In his 2002 book Understanding Marijuana, Mitch Earleywine, now a professor of psychology at the State University of New York in Albany, sums up the evidence concerning amotivational syndrome this way: "No studies show the pervasive lethargy, dysphoria, and apathy that initial reports suggested should appear in all heavy users. Thus, the evidence for a cannabis-induced amotivational syndrome is weak."
A 2018 systematic review published in Psychology of Addictive Behaviors found that "cross-sectional evidence of a cannabis-specific effect on motivation is equivocal," although "there is partial support from longitudinal studies for a causal link between cannabis use and reduced motivation." A 2022 study of college students, reported in Experimental and Clinical Psychopharmacology, cast doubt on that purported causal link. "The results provide preliminary evidence suggesting that college students who use cannabis are more likely to expend effort to obtain reward, even after controlling for the magnitude of the reward and the probability of reward receipt," the researchers reported. "Thus, these results do not support the amotivational syndrome hypothesis."
Fact-checking Oz's claim about the impact of marijuana legalization, Newsweek looked at unemployment rates as of April in the 18 states that allow recreational use. Overall, it found, "the average seasonally adjusted employment rate for those states was around 4%," which was "slightly higher than the national rate" of 3.6 percent. But Newsweek noted that the unemployment rate in Pennsylvania, where marijuana is legal for medical purposes but not for recreational use, was 4.8 percent, "among the highest in the country." And while "states like California, New Mexico and Nevada," where recreational use is legal, had higher-than-average unemployment rates, "many states where marijuana is not fully legalized are also experiencing above average unemployment," including Ohio, Louisiana, Maryland, and Texas as well as Pennsylvania.
While such crude comparisons do not tell us much, it is fair to say they provide little support for Oz's hypothesis. The link he suggests also seems inconsistent with early research indicating that legalizing medical or recreational use is associated with higher GDP growth and/or higher employment.

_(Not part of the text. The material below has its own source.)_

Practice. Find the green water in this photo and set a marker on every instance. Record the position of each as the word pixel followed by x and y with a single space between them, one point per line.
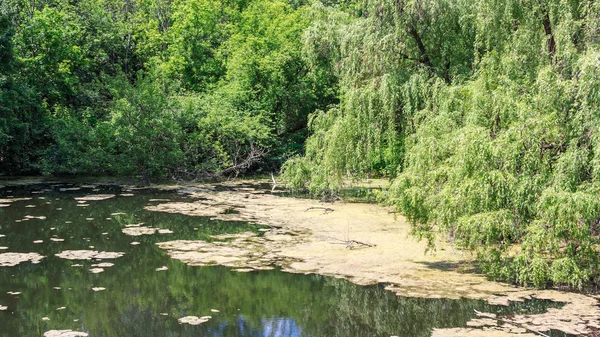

In Colorado, a 2021 study found, state-licensed recreational sales were "associated with a 0.7 percentage point decrease in the unemployment rate with no effect on the size of the labor force." Given "the lack of a reduction in labor force participation or wages," the researchers concluded, "negative effects on labor supply are likely limited, in line with the existing literature."
Although Newsweek rates Oz's claim as "false," a fairer assessment would be "unproven." As Newsweek notes, Oz "did not state exactly what evidence his claim is based on, nor does there appear to be any publicly available data to support it."
Since the primary is over and Oz, assuming he wins the Republican nomination, now needs to broaden his appeal, the political wisdom of opposing marijuana legalization seems questionable. Just a quarter of Pennsylvanians share Oz's position, according to a 2021 Muhlenberg College poll, while 58 percent disagree with him. Support for legalization is even higher in national surveys. The latest Gallup poll found that 68 percent of Americans, including 83 percent of Democrats and 50 percent of Republicans, thought marijuana should be legal.